Irving, Texas-based Exxon Mobil had decided to go to international arbitration with PDVSA last year, after Venezuelan President Hugo Chavez nationalized a heavy oil project in the Orinoco River basin.
The company subsequently secured court orders in Britain, among other countries, to freeze PDVSA's international assets, saying it needed to ensure that it would get paid for the loss of the project and future revenues if an international court ruled in its favor.
Exxon Mobil spokesman Alan Jeffers said the company has no plans to appeal the ruling and that the judge based his decision on jurisdictional issues.
"The important thing, from our perspective, is the court did not question the merits of our underlying claim," he said.
Exxon Mobil didn't question Venezuela's right to expropriate, Jeffers said. But he said it signed a contract with PDVSA in the 1990s that specifically said the Venezuelan company would compensate Exxon Mobil for such moves.
"We have a contractual commitment from PDVSA to compensate us in the event of that, and we're seeking that PDVSA honor the terms of that agreement," Jeffers said.

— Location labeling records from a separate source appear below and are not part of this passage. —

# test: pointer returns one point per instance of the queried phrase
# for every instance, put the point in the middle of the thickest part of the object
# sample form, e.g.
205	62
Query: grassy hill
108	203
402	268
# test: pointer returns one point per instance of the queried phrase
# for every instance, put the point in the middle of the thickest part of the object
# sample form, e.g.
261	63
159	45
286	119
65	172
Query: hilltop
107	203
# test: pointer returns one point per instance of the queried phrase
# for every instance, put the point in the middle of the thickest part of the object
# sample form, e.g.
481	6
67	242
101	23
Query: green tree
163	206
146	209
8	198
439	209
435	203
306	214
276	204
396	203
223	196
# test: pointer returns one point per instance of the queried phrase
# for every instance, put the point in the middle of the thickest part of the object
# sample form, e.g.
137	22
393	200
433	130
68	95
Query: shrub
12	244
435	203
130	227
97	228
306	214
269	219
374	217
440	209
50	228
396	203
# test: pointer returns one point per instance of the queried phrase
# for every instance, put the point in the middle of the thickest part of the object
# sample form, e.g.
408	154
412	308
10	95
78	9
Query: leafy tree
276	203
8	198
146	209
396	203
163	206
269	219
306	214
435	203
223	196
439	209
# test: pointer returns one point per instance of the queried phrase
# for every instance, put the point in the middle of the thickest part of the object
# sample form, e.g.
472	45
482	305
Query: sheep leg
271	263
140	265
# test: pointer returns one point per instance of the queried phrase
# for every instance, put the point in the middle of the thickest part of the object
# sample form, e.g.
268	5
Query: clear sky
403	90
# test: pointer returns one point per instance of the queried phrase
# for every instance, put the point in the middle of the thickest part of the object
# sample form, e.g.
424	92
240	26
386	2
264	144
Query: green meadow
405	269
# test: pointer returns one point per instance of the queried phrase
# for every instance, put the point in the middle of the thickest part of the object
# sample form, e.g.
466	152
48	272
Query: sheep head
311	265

Jeffers said Exxon Mobil was trying to prevent PDVSA from disposing of assets that might be used to settle future claims. Court rulings in the Netherlands and New York to seize Venezuelan assets in exchange for nationalized oil fields remain in place, he said.
But he said Exxon Mobil was still willing to try to negotiate a solution with Venezuela.
Venezuela, meanwhile, is now considering suing Exxon Mobil, Ramirez said. "Exxon Mobil is going to have to answer now for the damage that has been caused to our company, to our country," he said.
Ramirez said Exxon Mobil has been "very arrogant," while other companies including Chevron Corp., Total SA, BP PLC and StatoilHydro ASA have negotiated deals to continue as minority partners in the nationalized projects.
"Exxon is isolated in its abusive position," Ramirez said.